By Penwell Dlamini | Jul 13, 2010 | COMMENTS [ 0 ]

THE fight against shack fires in Ivory Park, east of Johannesburg, received a huge boost last week when the city of Johannesburg handed safety kits to local ambassadors.

About 100 fire safety kits, known as Jozi kits, were handed out by the emergency management services (EMS) to safety ambassadors who are expected to promote safety awareness in the informal settlement.

These ambassadors come from Ivory Park informal settlement, which includes Sisonke, Mafelandawonye, Baghdad and Tokyo Sexwale.

The ambassadors were trained in fire safety and first aid, for which they received certificates. Sponsored by Fleet Africa, Jozi kits come in a 25litre bucket with a paraffin-safe stove, smoke alarm, solar lantern, paraffin container and heater.

Ambassador Thelma Namane, 40, lives in a five-roomed shack with nine children and her husband. Her shack has no electricity or running water.

"I'm happy with the training we received from the EMS. I will first train my family in fire safety and then my neighbours," Namane said.

"Shack fires are a big problem here. I witnessed my neighbour's child die of smoke inhalation. The training and Jozi kits will make a big difference."

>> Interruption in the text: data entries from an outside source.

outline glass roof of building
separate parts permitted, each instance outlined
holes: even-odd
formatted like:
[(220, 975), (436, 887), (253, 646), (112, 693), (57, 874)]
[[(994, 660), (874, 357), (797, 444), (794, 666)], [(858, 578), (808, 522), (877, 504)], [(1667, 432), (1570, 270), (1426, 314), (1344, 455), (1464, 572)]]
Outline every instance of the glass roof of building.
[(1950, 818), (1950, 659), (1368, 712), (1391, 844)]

EMS management, accompanied by Fleet Africa officials and a member of the mayoral committee (MMC), Elgina Ndhlovu, took a tour of shacks where fires had been a problem.

Ndhlovu said the main challenges in delivering emergency services in the area were small, unnamed roads and houses that were not numbered.

"I am in talks with MMC for transport Rehana Moosajee about the naming of streets," she said.

EMS spokesperson Percy Morokane, said over 500 Jozi kits had already been distributed in Alexandra, Princess Park and Diepsloot.

"We have established that five people with 25litre buckets of water can contain a fire until firefighters arrive at the scene," Morokane said.

Fleet Africa spokesperson Tasha Mooloo said her company had spent more than R300000 since their partnership with the EMS began.

"It is gratifying and humbling to see that we are not just giving money away but making a difference in people's lives," she said.

Last year the Ivory Park fire station responded to 19 shack fire calls, while only 5 have been recorded this year.

Two people have died in shack fires in the area since the beginning of the current winter season.

Last year shack fires claimed the lives of 5 people.